In March 2010, KPCC moved from the Shatford Library to a 35000 sqft converted office building on Raymond Avenue in Pasadena, at a cost of $24.5 million, and named the new facilities the Mohn Broadcast Center and Crawford Family Forum.

In February 2018, SCPR, along with the operators of public radio stations WNYC in New York City and WAMU in Washington, D.C., acquired much of the assets of the blog Gothamist and its sister sites LAist and DCist, using donations from two anonymous donors, and with plans to merge LAist into SCPR's existing studio operations.

On January 31, 2023, SCPR announced that the radio stations would move away from using "KPCC" as a brand, and adopt the "LAist" name across all its platforms, including the radio stations.
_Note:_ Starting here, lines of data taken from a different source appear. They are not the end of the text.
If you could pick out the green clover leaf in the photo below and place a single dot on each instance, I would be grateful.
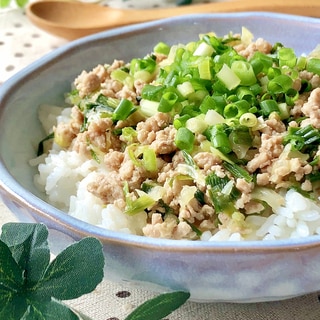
(31, 286)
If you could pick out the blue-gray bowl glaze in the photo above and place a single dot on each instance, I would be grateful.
(224, 271)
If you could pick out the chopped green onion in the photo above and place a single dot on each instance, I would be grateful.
(228, 77)
(248, 119)
(280, 84)
(204, 50)
(287, 57)
(124, 109)
(222, 202)
(268, 106)
(184, 139)
(236, 109)
(219, 138)
(152, 92)
(150, 160)
(245, 73)
(167, 102)
(237, 171)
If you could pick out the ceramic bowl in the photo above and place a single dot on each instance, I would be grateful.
(143, 4)
(223, 271)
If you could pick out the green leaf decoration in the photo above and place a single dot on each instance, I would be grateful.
(4, 3)
(70, 274)
(14, 309)
(160, 306)
(29, 246)
(51, 310)
(11, 275)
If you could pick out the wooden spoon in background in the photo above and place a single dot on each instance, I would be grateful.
(73, 19)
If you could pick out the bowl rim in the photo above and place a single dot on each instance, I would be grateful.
(12, 189)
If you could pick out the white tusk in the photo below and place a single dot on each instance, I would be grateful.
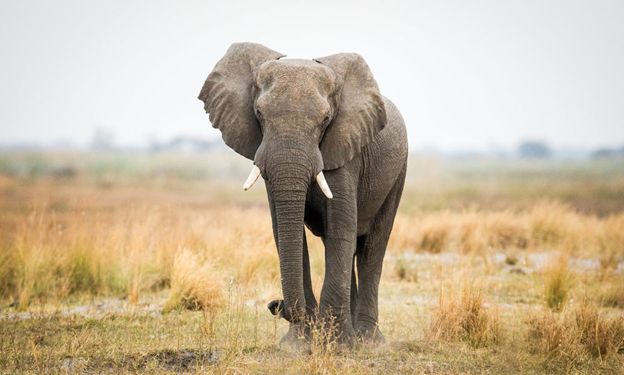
(320, 179)
(253, 177)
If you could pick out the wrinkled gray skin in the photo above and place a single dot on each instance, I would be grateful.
(295, 118)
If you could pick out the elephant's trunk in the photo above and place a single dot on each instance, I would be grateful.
(289, 176)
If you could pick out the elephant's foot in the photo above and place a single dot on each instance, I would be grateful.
(297, 339)
(276, 307)
(370, 334)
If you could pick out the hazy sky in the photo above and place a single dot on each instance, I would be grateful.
(465, 74)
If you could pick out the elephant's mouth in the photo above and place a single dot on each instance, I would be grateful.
(320, 180)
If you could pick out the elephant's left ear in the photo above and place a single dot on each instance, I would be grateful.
(361, 113)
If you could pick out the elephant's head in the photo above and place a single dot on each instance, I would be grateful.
(294, 119)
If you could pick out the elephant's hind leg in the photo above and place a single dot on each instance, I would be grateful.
(369, 260)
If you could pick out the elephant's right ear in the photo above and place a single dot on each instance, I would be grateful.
(228, 98)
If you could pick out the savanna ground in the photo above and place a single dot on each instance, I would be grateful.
(160, 263)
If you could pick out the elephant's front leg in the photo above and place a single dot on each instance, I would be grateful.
(340, 242)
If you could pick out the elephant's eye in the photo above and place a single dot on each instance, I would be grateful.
(326, 119)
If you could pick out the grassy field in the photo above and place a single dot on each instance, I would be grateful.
(160, 263)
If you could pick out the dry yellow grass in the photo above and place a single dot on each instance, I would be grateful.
(461, 315)
(576, 332)
(198, 246)
(558, 281)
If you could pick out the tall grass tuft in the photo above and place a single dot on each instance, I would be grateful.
(195, 284)
(462, 315)
(579, 331)
(558, 281)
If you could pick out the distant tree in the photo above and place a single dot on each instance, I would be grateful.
(534, 150)
(103, 139)
(607, 153)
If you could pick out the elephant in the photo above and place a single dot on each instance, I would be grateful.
(333, 154)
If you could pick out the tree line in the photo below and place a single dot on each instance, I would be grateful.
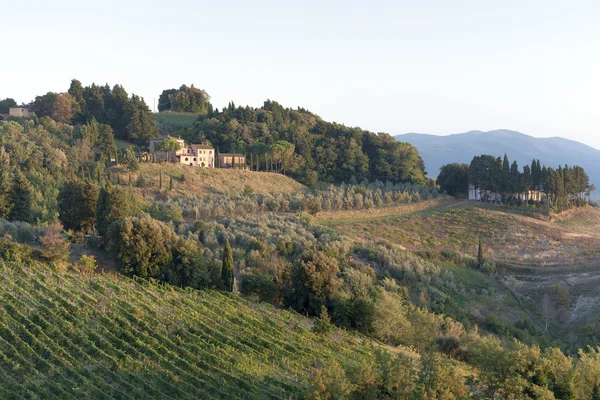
(128, 116)
(299, 142)
(563, 187)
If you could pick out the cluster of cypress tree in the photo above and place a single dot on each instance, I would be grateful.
(564, 187)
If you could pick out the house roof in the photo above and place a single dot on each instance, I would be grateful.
(201, 147)
(165, 137)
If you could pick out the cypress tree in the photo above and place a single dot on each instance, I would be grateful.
(21, 198)
(505, 184)
(596, 392)
(227, 272)
(480, 259)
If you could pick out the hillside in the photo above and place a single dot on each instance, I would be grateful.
(509, 236)
(72, 335)
(462, 147)
(190, 180)
(173, 120)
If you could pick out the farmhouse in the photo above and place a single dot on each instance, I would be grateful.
(23, 110)
(196, 155)
(229, 160)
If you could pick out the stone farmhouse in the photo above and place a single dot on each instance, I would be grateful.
(227, 160)
(196, 155)
(24, 110)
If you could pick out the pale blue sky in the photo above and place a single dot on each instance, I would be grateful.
(387, 66)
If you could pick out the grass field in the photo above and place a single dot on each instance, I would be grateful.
(104, 336)
(198, 180)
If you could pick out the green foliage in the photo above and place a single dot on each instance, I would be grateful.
(185, 99)
(454, 179)
(56, 248)
(87, 263)
(114, 204)
(21, 198)
(77, 205)
(300, 143)
(6, 104)
(323, 322)
(227, 271)
(480, 257)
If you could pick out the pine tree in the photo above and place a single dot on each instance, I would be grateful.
(480, 259)
(227, 272)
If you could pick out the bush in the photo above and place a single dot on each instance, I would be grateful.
(87, 263)
(55, 247)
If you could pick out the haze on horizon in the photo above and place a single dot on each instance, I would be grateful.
(387, 66)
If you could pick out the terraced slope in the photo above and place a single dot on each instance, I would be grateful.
(507, 237)
(198, 180)
(71, 335)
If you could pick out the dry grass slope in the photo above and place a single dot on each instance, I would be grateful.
(507, 237)
(187, 180)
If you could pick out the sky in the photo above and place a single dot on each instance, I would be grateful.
(427, 66)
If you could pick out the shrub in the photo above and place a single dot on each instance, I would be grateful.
(55, 247)
(87, 263)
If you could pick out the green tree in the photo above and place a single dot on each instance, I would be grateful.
(106, 142)
(168, 146)
(77, 205)
(55, 247)
(596, 392)
(480, 258)
(114, 203)
(505, 186)
(5, 184)
(454, 179)
(6, 104)
(227, 271)
(323, 322)
(143, 246)
(21, 198)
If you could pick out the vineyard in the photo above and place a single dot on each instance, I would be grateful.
(72, 335)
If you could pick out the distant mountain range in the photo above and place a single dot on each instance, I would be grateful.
(462, 147)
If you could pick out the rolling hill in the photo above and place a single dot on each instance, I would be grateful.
(462, 147)
(104, 336)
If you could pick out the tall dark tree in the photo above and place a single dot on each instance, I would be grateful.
(505, 184)
(76, 91)
(21, 198)
(77, 205)
(227, 271)
(454, 179)
(5, 184)
(106, 142)
(6, 104)
(480, 258)
(114, 203)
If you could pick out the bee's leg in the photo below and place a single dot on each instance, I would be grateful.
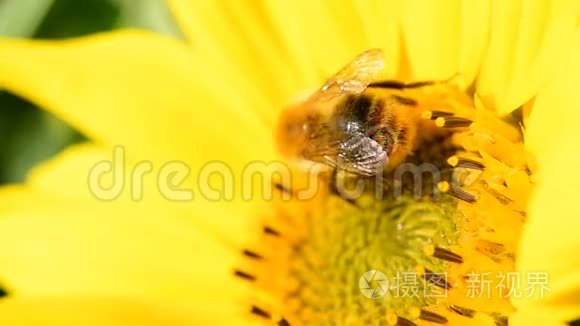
(333, 185)
(395, 84)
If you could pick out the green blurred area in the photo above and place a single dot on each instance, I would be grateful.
(29, 135)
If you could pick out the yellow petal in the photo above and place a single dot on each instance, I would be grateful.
(69, 177)
(550, 239)
(444, 38)
(431, 36)
(111, 311)
(381, 25)
(527, 40)
(144, 91)
(313, 37)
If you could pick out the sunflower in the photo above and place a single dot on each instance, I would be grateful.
(134, 250)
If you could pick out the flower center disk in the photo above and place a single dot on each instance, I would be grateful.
(407, 254)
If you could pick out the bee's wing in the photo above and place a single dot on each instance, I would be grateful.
(355, 76)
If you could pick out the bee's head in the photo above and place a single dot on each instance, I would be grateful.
(294, 126)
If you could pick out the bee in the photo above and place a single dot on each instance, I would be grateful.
(354, 122)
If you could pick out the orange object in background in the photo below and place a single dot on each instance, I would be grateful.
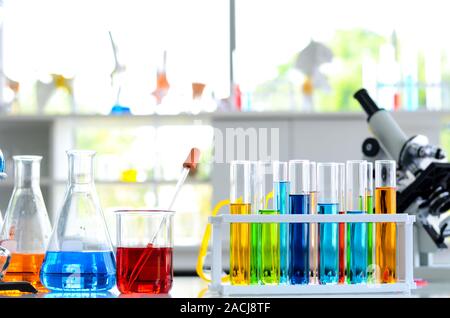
(197, 90)
(162, 87)
(25, 267)
(162, 84)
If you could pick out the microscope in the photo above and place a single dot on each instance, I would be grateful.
(423, 176)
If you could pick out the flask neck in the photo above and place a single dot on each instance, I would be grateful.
(81, 167)
(27, 171)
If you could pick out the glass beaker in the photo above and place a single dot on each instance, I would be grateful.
(26, 229)
(144, 251)
(79, 256)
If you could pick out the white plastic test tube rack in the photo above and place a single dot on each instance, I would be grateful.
(405, 281)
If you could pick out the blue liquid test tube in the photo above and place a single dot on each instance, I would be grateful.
(356, 187)
(281, 197)
(299, 171)
(328, 203)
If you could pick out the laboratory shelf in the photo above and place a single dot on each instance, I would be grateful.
(142, 119)
(49, 182)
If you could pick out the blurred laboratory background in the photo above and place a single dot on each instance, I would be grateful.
(142, 82)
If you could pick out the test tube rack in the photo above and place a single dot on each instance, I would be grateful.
(405, 281)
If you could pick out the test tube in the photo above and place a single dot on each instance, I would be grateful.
(240, 203)
(270, 240)
(356, 185)
(370, 226)
(299, 173)
(342, 226)
(328, 203)
(281, 196)
(255, 228)
(314, 250)
(386, 236)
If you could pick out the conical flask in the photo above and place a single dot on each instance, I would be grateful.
(79, 256)
(26, 228)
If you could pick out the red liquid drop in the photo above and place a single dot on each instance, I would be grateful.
(156, 274)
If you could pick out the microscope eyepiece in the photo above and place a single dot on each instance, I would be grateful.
(367, 103)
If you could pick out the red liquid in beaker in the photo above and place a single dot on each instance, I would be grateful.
(144, 270)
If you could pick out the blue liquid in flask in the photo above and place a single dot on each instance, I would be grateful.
(299, 241)
(328, 246)
(357, 244)
(281, 190)
(79, 271)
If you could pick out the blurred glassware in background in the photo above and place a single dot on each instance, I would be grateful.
(26, 228)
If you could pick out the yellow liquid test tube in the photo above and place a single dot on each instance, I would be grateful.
(240, 247)
(240, 198)
(386, 235)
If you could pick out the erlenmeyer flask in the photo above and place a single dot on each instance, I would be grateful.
(79, 256)
(26, 228)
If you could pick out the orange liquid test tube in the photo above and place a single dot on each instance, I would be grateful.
(386, 235)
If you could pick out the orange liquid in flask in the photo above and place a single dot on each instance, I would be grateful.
(25, 267)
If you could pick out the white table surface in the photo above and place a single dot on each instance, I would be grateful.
(194, 287)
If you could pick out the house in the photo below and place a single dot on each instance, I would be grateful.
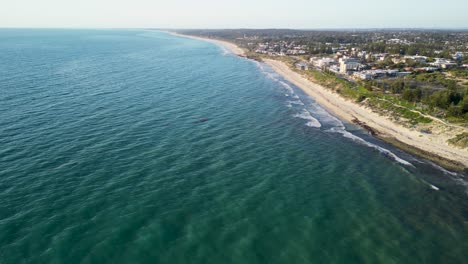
(443, 63)
(416, 58)
(303, 66)
(323, 62)
(458, 56)
(350, 64)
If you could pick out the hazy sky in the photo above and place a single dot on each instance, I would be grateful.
(234, 13)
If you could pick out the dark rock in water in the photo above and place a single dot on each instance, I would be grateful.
(369, 129)
(201, 120)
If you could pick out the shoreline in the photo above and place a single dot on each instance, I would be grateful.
(233, 48)
(427, 146)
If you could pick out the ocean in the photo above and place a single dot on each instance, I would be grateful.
(136, 146)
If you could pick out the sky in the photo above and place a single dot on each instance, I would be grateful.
(299, 14)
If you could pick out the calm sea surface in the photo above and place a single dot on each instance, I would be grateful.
(141, 147)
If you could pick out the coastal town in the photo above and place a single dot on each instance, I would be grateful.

The official call letters for the Pasadena radio station remained KPCC after the re-brand.

== Programming ==
Broadcast programming originating at KPCC includes the L.A.-centric AirTalk and film-focused FilmWeek with Larry Mantle, The Loh Down on Science with Sandra Tsing Loh, and pop culture trivia show Go Fact Yourself with J. Keith van Straaten and Helen Hong. The stations also carry multiple public radio shows from National Public Radio (NPR), the Public Radio Exchange (PRX), and LAist/SCPR's sister organization American Public Media (APM). In 2025, LAist began a news partnership with commercial television stations KCBS-TV and KCAL-TV.